The Essex Alliance Football League is an English football league for clubs based in Essex and north-eastern Greater London. The league has six divisions (Senior, Premier, Divisions One, Two, Three and Four), of which the Senior Division sits at 11th level in the English football league system, formerly Step 7 in the National League System, following the Football Association's approval to become a Regional NLS Feeder League (Step 7) from season 2021–22 onwards. Teams that finish in the top five of the league can apply for promotion to the Division One South of the Eastern Counties Football League (Step 6), subject to their facilities meeting criteria and other conditions.

History
The league was founded in 2014 through the merging of the Ilford and District and the Essex Business House football leagues, which both shared a common aim to support and promote local grassroots football in Essex and East London while bridging the gap with other neighbouring leagues in the region.

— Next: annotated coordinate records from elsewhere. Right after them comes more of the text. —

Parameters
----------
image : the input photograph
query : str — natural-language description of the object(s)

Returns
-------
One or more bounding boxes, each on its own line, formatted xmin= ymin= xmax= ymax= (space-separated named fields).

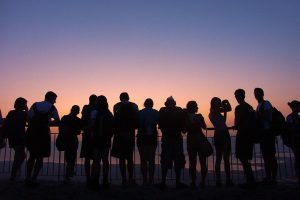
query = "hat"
xmin=288 ymin=100 xmax=300 ymax=111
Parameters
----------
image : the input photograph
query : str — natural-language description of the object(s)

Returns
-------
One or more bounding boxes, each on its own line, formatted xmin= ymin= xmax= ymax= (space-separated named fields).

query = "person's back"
xmin=26 ymin=91 xmax=60 ymax=185
xmin=92 ymin=110 xmax=114 ymax=148
xmin=159 ymin=106 xmax=184 ymax=139
xmin=59 ymin=114 xmax=81 ymax=146
xmin=158 ymin=96 xmax=186 ymax=189
xmin=138 ymin=108 xmax=159 ymax=139
xmin=235 ymin=102 xmax=256 ymax=132
xmin=4 ymin=110 xmax=27 ymax=147
xmin=114 ymin=102 xmax=138 ymax=132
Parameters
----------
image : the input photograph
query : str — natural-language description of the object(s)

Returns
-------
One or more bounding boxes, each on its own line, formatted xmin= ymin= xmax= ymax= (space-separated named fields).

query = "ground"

The league permits member clubs to play on grounds in the boroughs of Havering, Barking & Dagenham, Redbridge, Newham, Waltham Forest, Harlow and Epping Forest.

The league currently has a membership of 76 teams, many of whom were existing members of the aforementioned leagues and were joined by many new clubs as the league seeks to buck the trend of the local Saturday football scene which had been diminishing in numbers over the past few years.

In 2022, history was made in the league as the first direct promotion to senior football was confirmed with DT FC, champions of the Senior Division, successfully promoted to Step 6 within the Eastern Counties Football League Division One South.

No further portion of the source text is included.